Она пахнет мясом и горчит солениями. Ее поливаешь соусом любым и ходишь вокруг салатов вприкуску.

Это вам не какая-нибудь «шаурмА», или, того хуже, «шавЕрма» на тарелочке в московско-питерской палатке.

Это нормальная ближневосточная уличная шварма. И вкуснее всего есть ее стоя, свободной рукой, продолжая приправлять свободными салатами и тхиной. Особенно этот, желтенький, хильбе. И перец. И лук, и зелень, и баклажаны.

В общем, воздух становится острее, жизнь налаживается, и люди мне окончательно нравятся все.

Лучше всего шварму все-таки есть в Тель-Авиве – то ли близость моря располагает, то ли шварма уличнее – не знаю, но там больше свободных салатов и соусов и вообще.

Я подсела на шварму, еще когда была тут в качестве туриста, и добрый человек решил показать мне, как это люди у моря живут вечером.

Не по ресторанам ходили мы, а заливались соком ближневосточной швармы, лениво прохаживаясь у стойки, заставленной мисками со всем остальным, и шепот волн сопровождал это пиршество тела. Да.

Я люблю даже грибной суп, в том числе жюльен, бефстроганов и другие радости жизни. Но, когда ты устал, и бежишь, и сил нет, а денег почти не видно, только шварма может вернуть тебя к жизни. И попробуйте сказать мне, что это не так!

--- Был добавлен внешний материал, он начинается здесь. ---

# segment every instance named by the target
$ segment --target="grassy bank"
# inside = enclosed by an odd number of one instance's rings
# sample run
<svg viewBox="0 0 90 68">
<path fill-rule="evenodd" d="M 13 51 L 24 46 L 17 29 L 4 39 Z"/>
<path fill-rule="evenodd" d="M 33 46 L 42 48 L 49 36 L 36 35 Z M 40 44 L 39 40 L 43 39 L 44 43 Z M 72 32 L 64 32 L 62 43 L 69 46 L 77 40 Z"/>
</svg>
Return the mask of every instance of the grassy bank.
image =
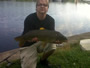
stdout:
<svg viewBox="0 0 90 68">
<path fill-rule="evenodd" d="M 40 58 L 39 55 L 38 59 Z M 70 47 L 57 48 L 55 53 L 48 59 L 53 66 L 43 67 L 39 64 L 37 68 L 57 68 L 61 65 L 61 68 L 90 68 L 90 52 L 82 51 L 79 44 L 71 44 Z M 20 60 L 14 61 L 15 64 L 9 68 L 21 68 Z M 56 64 L 56 66 L 55 66 Z M 6 64 L 1 65 L 0 68 L 5 68 Z"/>
</svg>

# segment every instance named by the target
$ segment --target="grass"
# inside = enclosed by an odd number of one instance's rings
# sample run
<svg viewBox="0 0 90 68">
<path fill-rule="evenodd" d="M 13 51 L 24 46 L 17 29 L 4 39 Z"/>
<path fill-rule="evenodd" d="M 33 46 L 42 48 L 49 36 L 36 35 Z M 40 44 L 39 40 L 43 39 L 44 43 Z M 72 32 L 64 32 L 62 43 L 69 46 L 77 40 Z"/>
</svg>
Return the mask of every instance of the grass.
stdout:
<svg viewBox="0 0 90 68">
<path fill-rule="evenodd" d="M 38 60 L 42 54 L 39 54 Z M 45 67 L 39 64 L 37 68 L 58 68 L 58 65 L 61 65 L 61 68 L 90 68 L 90 52 L 82 51 L 78 43 L 71 44 L 57 48 L 55 53 L 48 58 L 50 63 L 53 64 L 51 67 Z M 2 64 L 0 68 L 5 68 L 6 63 Z M 14 61 L 14 64 L 9 68 L 21 68 L 20 60 Z"/>
</svg>

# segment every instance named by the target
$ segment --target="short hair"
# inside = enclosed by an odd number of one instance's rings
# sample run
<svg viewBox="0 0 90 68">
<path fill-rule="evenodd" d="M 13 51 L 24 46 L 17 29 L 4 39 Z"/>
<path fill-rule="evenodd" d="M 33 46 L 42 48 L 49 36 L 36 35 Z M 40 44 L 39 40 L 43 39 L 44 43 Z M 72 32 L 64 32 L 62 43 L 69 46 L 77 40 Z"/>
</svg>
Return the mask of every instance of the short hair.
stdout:
<svg viewBox="0 0 90 68">
<path fill-rule="evenodd" d="M 36 0 L 36 7 L 38 5 L 38 2 L 39 2 L 39 0 Z M 48 0 L 48 7 L 49 7 L 49 2 L 50 2 L 50 0 Z"/>
</svg>

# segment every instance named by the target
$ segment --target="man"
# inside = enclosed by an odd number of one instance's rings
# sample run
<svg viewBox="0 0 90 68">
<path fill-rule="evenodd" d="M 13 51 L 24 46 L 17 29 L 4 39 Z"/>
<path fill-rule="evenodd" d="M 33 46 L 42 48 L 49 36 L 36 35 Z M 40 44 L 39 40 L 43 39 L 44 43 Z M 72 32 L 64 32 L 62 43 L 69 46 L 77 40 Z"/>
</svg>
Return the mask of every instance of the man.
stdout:
<svg viewBox="0 0 90 68">
<path fill-rule="evenodd" d="M 55 30 L 54 19 L 46 14 L 48 8 L 49 0 L 37 0 L 36 13 L 30 14 L 25 19 L 23 35 L 30 30 Z M 57 40 L 56 43 L 60 43 L 60 41 Z M 32 40 L 28 40 L 22 47 L 20 50 L 22 68 L 36 68 L 37 61 L 35 57 L 37 56 L 37 52 L 44 52 L 40 58 L 40 63 L 48 65 L 47 59 L 55 51 L 56 44 L 44 43 L 35 37 Z"/>
</svg>

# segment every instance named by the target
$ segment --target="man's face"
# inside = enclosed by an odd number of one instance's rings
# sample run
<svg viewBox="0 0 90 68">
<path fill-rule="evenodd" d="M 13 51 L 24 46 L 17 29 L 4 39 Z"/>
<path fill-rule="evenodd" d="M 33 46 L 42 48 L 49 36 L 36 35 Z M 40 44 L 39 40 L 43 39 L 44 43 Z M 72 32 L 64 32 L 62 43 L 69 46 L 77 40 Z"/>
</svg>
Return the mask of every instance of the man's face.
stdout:
<svg viewBox="0 0 90 68">
<path fill-rule="evenodd" d="M 48 11 L 48 0 L 39 0 L 36 11 L 40 14 L 46 14 Z"/>
</svg>

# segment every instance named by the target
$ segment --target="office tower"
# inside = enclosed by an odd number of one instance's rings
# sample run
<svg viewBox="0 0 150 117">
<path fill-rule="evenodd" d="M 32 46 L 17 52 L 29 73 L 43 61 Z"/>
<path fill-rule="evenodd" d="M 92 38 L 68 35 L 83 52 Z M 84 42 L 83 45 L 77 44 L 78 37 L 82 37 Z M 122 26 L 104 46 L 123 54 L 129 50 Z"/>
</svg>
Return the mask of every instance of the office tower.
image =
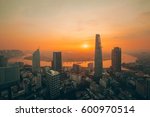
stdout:
<svg viewBox="0 0 150 117">
<path fill-rule="evenodd" d="M 73 64 L 72 66 L 72 71 L 75 72 L 75 73 L 79 73 L 81 70 L 81 66 L 78 65 L 78 64 Z"/>
<path fill-rule="evenodd" d="M 55 99 L 60 95 L 60 76 L 58 71 L 48 70 L 46 72 L 46 86 L 50 99 Z"/>
<path fill-rule="evenodd" d="M 55 71 L 61 72 L 61 70 L 62 70 L 61 52 L 53 52 L 52 68 Z"/>
<path fill-rule="evenodd" d="M 146 78 L 146 77 L 137 78 L 136 92 L 142 98 L 150 100 L 150 78 Z"/>
<path fill-rule="evenodd" d="M 93 66 L 94 66 L 94 65 L 93 65 L 93 63 L 88 63 L 88 69 L 89 69 L 89 70 L 91 70 L 91 71 L 92 71 L 92 70 L 93 70 L 93 68 L 94 68 Z"/>
<path fill-rule="evenodd" d="M 32 54 L 32 71 L 40 72 L 40 51 L 39 51 L 39 49 L 37 49 Z"/>
<path fill-rule="evenodd" d="M 0 85 L 11 84 L 19 80 L 19 67 L 0 67 Z"/>
<path fill-rule="evenodd" d="M 102 47 L 100 35 L 96 34 L 95 39 L 95 60 L 94 60 L 94 80 L 99 83 L 100 78 L 102 78 L 103 63 L 102 63 Z"/>
<path fill-rule="evenodd" d="M 0 55 L 0 67 L 6 67 L 7 66 L 7 58 Z"/>
<path fill-rule="evenodd" d="M 111 53 L 112 70 L 121 72 L 121 48 L 115 47 Z"/>
</svg>

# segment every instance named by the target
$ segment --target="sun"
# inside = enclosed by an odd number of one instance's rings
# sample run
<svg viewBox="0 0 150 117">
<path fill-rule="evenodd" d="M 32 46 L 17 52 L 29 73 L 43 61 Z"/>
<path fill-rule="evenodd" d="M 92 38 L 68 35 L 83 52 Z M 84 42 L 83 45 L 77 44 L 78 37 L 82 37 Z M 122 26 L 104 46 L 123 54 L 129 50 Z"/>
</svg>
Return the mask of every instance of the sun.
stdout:
<svg viewBox="0 0 150 117">
<path fill-rule="evenodd" d="M 82 48 L 87 49 L 87 48 L 89 48 L 89 45 L 86 44 L 86 43 L 84 43 L 84 44 L 82 45 Z"/>
</svg>

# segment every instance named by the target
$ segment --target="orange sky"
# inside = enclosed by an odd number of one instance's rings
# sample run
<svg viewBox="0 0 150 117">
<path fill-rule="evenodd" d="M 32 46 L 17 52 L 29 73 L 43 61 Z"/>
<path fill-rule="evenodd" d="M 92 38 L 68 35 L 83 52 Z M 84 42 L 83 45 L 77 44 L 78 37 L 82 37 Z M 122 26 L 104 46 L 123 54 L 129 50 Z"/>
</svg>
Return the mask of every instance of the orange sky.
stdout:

Сначала попробуйте, а потом говорите...

***

Получила письмо с таким началом:

«Здравствуй, Марина! Беспокоят из прошлой жизни».

Так и вижу оживший черно-белый фотоальбом – беспокоит, поговорить хочет о чем-то своем. Призрак ветрянки очнулся. Вот-вот проснется двойка по физике – а что я тогда маме сказала?

Да, не отпускает прошлая жизнь, то у нее декабрь, то июнь или, я все помню, май. Одесса не беспокоит, у моего телефона другой номер, и слава Б-гу. Москва так даже зовет иногда. И в Коктебеле хорошо.

А в Харькове у меня метель, ничего не могу с этим поделать. Вижу консерваторию в метель. Хотя я была в Харькове не так давно, осенью. Но – в этой жизни. А в прошлой, как оказалось – метель.

Но не могу сказать, что она меня часто беспокоит...

Молитва такая

Дорогие высшие силы!

Наши силы на исходе. Может, ну его? Кому нужны эти испытания объекта при 35-и градусах жары? Может, сначала надо бы организм перестроить по-хорошему, по-доброму? Я вас не тороплю, но попробуйте хоть в день по одному градусу уменьшать. У вас получится, я в вас верю...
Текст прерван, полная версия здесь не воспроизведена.